DALLAS (AP) -This time last year, the big question surrounding the Dallas Mavericks was how they would bounce back after choking away a 2-0 lead in the NBA finals.
Their response was impressive: Three double-digit winning streaks, a first in league history. Sixty-seven wins, fifth-best in league history. Dirk Nowitzki putting up the numbers and leadership that would make him the team’s first MVP winner.
Then, poof! The Mavs threw it all away again, finding an even more humiliating way to lose – in the first round to a Golden State team that needed a huge push just to scrape its way into the playoffs. By many measures, it ranks as one of the most colossal upsets in all pro sports, making Nowitzki’s honor feel a bit hollow and leaving them with a long summer to stew over their twin failures.
Now what?
How does a team overcome such demoralizing oustings in consecutive postseasons?
And how do they tolerate the 82-game precursor known as the regular season before they can get back to their proving ground?
The answers will come not from their billionaire owner or their German superstar, but in the Cajun twang of their coach, Avery Johnson, aka “The Little General.”
For starters, he’s already gotten everyone to believe the Warriors series was just something that happened.
Players are almost unanimous in their dismissal of it as being trapped in a perfect storm – a streaking team against one that had been cruising into the playoffs, a bad matchup on top of that and whatever inside knowledge former coach Don Nelson shared with the Warriors. Jerry Stackhouse went so far as to say the Mavs were lucky to have stretched the series to six games.
To Johnson, the disheartening part wasn’t losing that series, it was failing to get back to the finals.
“I wouldn’t have been any happier had we won the first round and lost to Utah,” Johnson said, referring to what the Warriors did in the second round.
Nowitzki believes the best approach is to “keep it fresh in your mind, but try to focus on the future.”
“You don’t want to harp on what you’ve done wrong, you’ve got to find ways to move on,” he said. “But, still, the frustration – I won’t forget.”
Neither have league GMs.
In their annual survey, only 15 percent picked the Mavs to win it all. That’s a lot better than the chances they gave Nowitzki to repeat as MVP.

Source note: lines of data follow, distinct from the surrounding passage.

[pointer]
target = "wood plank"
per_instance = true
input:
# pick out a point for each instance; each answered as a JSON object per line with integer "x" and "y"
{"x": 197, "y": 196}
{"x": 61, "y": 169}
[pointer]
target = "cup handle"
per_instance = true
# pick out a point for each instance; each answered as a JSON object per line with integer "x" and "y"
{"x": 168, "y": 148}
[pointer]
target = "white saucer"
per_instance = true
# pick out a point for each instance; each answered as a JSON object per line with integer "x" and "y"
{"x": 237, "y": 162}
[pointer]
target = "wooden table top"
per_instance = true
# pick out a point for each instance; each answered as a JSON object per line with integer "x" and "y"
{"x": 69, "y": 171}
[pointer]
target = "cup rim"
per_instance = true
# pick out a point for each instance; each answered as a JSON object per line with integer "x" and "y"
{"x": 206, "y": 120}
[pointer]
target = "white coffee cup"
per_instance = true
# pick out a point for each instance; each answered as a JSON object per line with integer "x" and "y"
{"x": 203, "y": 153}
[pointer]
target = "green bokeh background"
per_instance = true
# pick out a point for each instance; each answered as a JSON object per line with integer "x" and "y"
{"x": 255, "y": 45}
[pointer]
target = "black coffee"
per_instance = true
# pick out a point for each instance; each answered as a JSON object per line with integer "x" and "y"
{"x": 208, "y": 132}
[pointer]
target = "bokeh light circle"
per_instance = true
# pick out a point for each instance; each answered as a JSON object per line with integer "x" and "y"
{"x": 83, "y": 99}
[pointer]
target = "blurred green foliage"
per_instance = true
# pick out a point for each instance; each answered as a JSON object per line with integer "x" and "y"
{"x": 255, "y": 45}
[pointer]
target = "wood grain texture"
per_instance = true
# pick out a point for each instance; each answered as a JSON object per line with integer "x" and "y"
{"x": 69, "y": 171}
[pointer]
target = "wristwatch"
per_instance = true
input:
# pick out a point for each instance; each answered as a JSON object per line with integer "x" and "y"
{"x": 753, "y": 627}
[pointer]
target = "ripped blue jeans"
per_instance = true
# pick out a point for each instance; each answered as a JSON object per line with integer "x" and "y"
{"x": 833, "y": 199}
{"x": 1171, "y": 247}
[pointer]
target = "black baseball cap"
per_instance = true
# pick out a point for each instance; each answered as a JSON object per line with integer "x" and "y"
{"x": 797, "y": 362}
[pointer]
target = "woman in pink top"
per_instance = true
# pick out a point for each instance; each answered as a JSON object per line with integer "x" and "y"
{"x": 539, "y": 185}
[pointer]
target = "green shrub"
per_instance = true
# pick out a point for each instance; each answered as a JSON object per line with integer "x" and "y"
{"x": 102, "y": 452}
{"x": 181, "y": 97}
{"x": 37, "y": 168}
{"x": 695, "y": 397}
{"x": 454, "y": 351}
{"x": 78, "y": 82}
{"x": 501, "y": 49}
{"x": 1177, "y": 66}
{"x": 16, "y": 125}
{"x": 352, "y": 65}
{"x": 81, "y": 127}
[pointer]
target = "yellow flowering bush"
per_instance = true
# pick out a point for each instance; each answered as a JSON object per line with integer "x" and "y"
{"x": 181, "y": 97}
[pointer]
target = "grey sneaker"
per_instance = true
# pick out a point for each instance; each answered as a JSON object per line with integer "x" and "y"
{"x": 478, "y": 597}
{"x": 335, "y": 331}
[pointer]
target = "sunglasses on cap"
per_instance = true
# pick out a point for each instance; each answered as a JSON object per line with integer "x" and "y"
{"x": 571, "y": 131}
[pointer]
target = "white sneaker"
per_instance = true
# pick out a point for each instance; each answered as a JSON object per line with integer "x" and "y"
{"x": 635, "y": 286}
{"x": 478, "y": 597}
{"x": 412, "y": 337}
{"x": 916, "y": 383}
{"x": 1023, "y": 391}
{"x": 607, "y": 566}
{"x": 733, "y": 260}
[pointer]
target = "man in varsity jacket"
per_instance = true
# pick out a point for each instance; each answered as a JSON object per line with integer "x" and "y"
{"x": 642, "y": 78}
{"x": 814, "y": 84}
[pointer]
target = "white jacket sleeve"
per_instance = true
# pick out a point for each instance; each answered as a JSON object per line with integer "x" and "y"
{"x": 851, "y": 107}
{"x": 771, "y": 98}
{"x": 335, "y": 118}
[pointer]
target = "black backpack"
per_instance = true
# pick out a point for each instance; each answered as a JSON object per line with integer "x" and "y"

His tally: zilch. Or, as they say in Germany, null.
Such low expectations actually are helping the Mavericks’ mind-set. With the division rival Spurs once again the reigning champs and teams like the Suns, Celtics and Cavaliers drawing more attention this preseason, Nowitzki described Dallas as being in “the underdog role.”
Few know how to work that better than Johnson.
Only 5-foot-11 with an unreliable jump shot, Johnson started his pro career in the USBL, then changed NBA teams six times in six years. Still, he managed to play more than 1,000 NBA games over 16 seasons. He was not only a starter on San Antonio’s first title team, he hit the series-winning shot. Spurs fans adore him so much that his jersey will be retired this season, even though he now coaches their division rival.
Over two-plus years running the Mavericks, he’s 143-39 and already collected a Coach of the Year award. Yet NBA success is defined by the postseason, and he’s only 22-20, with losses in eight of his last 10 games.
“Some champion teams have to experience the agony of defeat to move forward,” Johnson said.
In hopes of joining the list of teams that had to pay their dues before savoring a title, Mavs brass decided to keep the core of the team intact. That meant re-signing Stackhouse and giving Devin Harris a contract extension rather than asking him to prove himself during the final year of his rookie deal.
“Look, we’re not perfect, but we have done some pretty cool things the last two years,” president of basketball operations Donnie Nelson said. “I don’t think you just take six games (the length of the Golden State series) and throw everyone out.”
Probably the only way the front office would change its stance is if the Lakers were willing to trade Kobe Bryant to a Western Conference foe. Nowitzki is untouchable, but everyone else, including All-Star swingman Josh Howard, could be packaged.
Otherwise, the Mavs are going to take another crack with the same crew, hoping experience and a training program with more of an emphasis on lifting weights will be enough to get them over the top.
“When you have a team that’s right there it’s about being able to handle prosperity – winning 15 games in a row or getting to the finals – but it’s also about handling adversity,” Johnson said. “When you’re not playing as well – when you have a losing streak or you’re having a bad four or five games in a playoff series – how are you going to deal with it?”
They have until April to figure it out.